Mar de historias / Votaciones

Por: Cristina Pacheco

Querida Chatita:

Nadie tiene la vida comprada, pero después de lo que hablamos el otro día me quedé pensando en que tienes razón: por nuestra edad, quizás esta sea la última vez en que podamos votar. Al menos yo no pienso perdérmelo, y menos por algo tan tonto como presentarme en el sitio equivocado. Aunque ya lo había leído, quise asegurarme de que mi casilla era la indicada en el periódico. Gracias a que abandoné mi confinamiento quedaron desterradas mis dudas y además ocurrió lo que jamás había siquiera imaginado: volver a encontrarme con Clemente Santoyo, mi amigo de la secundaria. De que fuimos compañeros han pasado muchísimos años y, sin embargo, lo reconocí de inmediato.

II

Al dar vuelta en la esquina, vi a un señor que despedía a un mensajero en la puerta de la casa donde iba a estar la casilla que me corresponde. Me acerqué y enseguida me di cuenta de que era Clemente. Entonces pensé en algo que tal vez te parezca absurdo: ¿qué se le dice a un amigo entrañable después de sesenta años de no verlo ni saber nada de él? ¿Cómo se retoma una conversación interrumpida durante más de medio siglo? Antes de que él me descubriera observándolo me asaltó otra duda: ¿debía identificarme o no? Y si aunque le dijera mi nombre no me reconocía, ¿qué iba a hacer? ¿Fingir que me había equivocado y disculparme, o darle algunos datos para estimular su memoria?

III

Incapaz de resolver las incógnitas, atravesé la calle, me detuve frente a mi viejo amigo y le pregunté lo único que se me ocurrió: “¿Clemente Santoyo?” Sobresaltado, retrocedió. “¿No te acuerdas de mí? Fuimos compañeros en la secundaria.“Su expresión de incredulidad fue señal de que me había reconocido.

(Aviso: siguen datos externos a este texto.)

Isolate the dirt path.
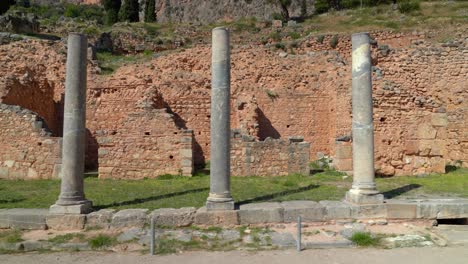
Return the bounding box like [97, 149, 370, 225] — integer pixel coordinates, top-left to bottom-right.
[0, 246, 468, 264]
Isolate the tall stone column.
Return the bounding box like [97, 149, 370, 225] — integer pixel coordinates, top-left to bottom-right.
[346, 33, 383, 204]
[50, 33, 92, 214]
[206, 27, 234, 210]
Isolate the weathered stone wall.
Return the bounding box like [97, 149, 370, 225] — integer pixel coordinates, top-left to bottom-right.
[156, 0, 315, 23]
[231, 131, 310, 176]
[0, 29, 468, 178]
[0, 103, 61, 179]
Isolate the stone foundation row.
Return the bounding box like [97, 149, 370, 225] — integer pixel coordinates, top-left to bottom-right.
[0, 199, 468, 230]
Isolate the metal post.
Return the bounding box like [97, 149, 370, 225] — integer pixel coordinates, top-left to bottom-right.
[150, 217, 154, 256]
[297, 216, 302, 252]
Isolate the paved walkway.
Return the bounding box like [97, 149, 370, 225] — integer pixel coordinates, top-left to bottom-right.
[0, 246, 468, 264]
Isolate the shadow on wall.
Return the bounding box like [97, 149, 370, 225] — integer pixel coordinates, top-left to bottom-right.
[255, 108, 281, 140]
[382, 183, 421, 199]
[165, 103, 205, 166]
[94, 188, 210, 210]
[236, 184, 320, 206]
[85, 129, 99, 171]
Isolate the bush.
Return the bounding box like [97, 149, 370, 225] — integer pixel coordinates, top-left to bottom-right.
[330, 35, 338, 48]
[398, 0, 421, 14]
[289, 31, 301, 39]
[350, 232, 379, 247]
[16, 0, 31, 8]
[102, 0, 122, 25]
[0, 0, 15, 15]
[145, 0, 156, 22]
[119, 0, 140, 22]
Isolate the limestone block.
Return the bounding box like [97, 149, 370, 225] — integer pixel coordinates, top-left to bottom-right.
[281, 201, 325, 223]
[86, 209, 115, 228]
[405, 140, 419, 155]
[351, 204, 387, 219]
[319, 201, 351, 220]
[0, 209, 49, 230]
[111, 209, 148, 228]
[46, 214, 86, 230]
[431, 113, 448, 127]
[386, 200, 417, 219]
[148, 207, 197, 227]
[239, 203, 283, 224]
[417, 123, 437, 139]
[195, 207, 239, 226]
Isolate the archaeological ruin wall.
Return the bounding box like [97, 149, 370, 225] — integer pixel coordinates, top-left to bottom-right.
[231, 131, 310, 176]
[0, 103, 61, 179]
[0, 29, 468, 178]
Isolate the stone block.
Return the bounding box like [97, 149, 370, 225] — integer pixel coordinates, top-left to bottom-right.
[319, 201, 351, 220]
[0, 209, 49, 230]
[386, 200, 417, 219]
[110, 209, 148, 228]
[239, 203, 283, 224]
[431, 113, 448, 127]
[46, 214, 86, 230]
[333, 159, 353, 171]
[148, 207, 197, 227]
[335, 144, 353, 159]
[417, 123, 437, 139]
[86, 209, 115, 228]
[405, 140, 419, 155]
[351, 204, 387, 219]
[345, 190, 384, 204]
[195, 207, 239, 226]
[281, 201, 325, 223]
[417, 199, 468, 219]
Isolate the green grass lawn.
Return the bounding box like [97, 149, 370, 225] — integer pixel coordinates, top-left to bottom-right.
[0, 169, 468, 209]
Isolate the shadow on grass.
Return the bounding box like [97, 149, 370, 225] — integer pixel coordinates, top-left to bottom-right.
[94, 188, 210, 210]
[382, 183, 422, 199]
[236, 184, 320, 207]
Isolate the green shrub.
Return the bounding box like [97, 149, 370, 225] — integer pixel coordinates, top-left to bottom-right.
[289, 31, 301, 39]
[350, 232, 379, 247]
[63, 4, 81, 17]
[102, 0, 122, 25]
[316, 35, 325, 44]
[119, 0, 140, 22]
[145, 0, 156, 22]
[270, 32, 281, 41]
[0, 0, 15, 15]
[398, 0, 421, 14]
[330, 35, 338, 48]
[89, 234, 116, 249]
[16, 0, 31, 8]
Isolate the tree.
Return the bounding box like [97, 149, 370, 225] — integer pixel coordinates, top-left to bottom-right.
[0, 0, 15, 15]
[145, 0, 156, 22]
[102, 0, 122, 25]
[119, 0, 140, 22]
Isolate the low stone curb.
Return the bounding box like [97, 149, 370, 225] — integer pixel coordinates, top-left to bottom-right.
[0, 199, 468, 230]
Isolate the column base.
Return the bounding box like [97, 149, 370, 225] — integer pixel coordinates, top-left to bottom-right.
[49, 200, 93, 214]
[345, 189, 384, 204]
[206, 193, 235, 211]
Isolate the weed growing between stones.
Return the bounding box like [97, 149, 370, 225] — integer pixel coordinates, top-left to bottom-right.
[88, 234, 117, 249]
[0, 229, 24, 243]
[350, 232, 381, 247]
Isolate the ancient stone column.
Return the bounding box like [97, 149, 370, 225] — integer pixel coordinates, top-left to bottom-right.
[346, 33, 383, 204]
[206, 27, 234, 210]
[50, 33, 92, 214]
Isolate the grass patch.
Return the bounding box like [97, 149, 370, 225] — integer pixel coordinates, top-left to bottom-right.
[47, 233, 84, 244]
[0, 229, 24, 243]
[88, 234, 117, 249]
[0, 169, 468, 209]
[96, 51, 153, 75]
[350, 232, 380, 247]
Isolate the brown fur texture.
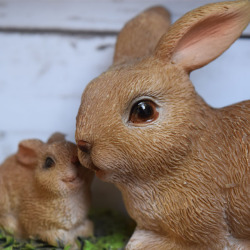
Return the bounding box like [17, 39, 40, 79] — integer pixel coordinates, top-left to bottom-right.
[0, 133, 93, 247]
[76, 0, 250, 250]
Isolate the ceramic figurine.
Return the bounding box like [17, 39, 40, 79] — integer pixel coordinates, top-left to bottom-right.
[76, 0, 250, 250]
[0, 133, 93, 246]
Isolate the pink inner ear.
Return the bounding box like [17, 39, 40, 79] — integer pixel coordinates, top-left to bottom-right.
[172, 13, 244, 71]
[17, 144, 37, 166]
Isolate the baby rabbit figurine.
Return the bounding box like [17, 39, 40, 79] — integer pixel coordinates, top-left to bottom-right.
[0, 133, 93, 246]
[76, 0, 250, 250]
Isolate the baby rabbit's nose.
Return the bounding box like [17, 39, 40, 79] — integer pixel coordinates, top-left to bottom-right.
[77, 140, 91, 153]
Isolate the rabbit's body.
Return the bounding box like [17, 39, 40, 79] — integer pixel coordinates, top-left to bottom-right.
[0, 134, 93, 245]
[76, 0, 250, 250]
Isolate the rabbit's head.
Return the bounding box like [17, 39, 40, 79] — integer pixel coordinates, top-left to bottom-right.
[76, 0, 250, 184]
[16, 133, 93, 196]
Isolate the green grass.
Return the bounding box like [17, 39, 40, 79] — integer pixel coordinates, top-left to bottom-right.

Nos sonreímos. Dijo mi nombre. Eso fue suficiente para que en segundos volviera a imaginar el salón de clases largo y estrecho con cielo raso, el mapamundi junto al escritorio y el plano de la República entre las dos ventanas con vista al patio de la escuela. Ay, Chatita, cuando dijo mi nombre me puse tan emocionada que se me salieron las lágrimas.

Le pedí que me disculpara, que comprendiera mi reacción porque, después de todo, acababa de llevarme la gran sorpresa al encontrarlo cuando menos lo esperaba. ¿Sabes lo que hizo? Me abrazó. Luego nos quedamos callados, mirándonos, esforzándonos por encontrar bajo nuestras facciones actuales las que habíamos tenido cuando éramos dos adolescentes.

Nerviosos, al mismo tiempo nos hicimos la misma pregunta: “¿Qué haces aquí?” Me apresuré a responder que mi departamento quedaba muy cerca y que había ido a comprobar si allí iban a poner la casilla para la votación. Le pregunté si vivía en esa casa. Dijo que no. Estaba de visita con su hijo Adrián y a la mañana siguiente volvería a Campeche, donde le tocaba votar. Quise saber qué hacía allá y me contestó que simplemente respirar, cosa imposible para él en la ciudad. Por eso su mujer le había sugerido que se mudaran a Campeche, de donde era toda su familia.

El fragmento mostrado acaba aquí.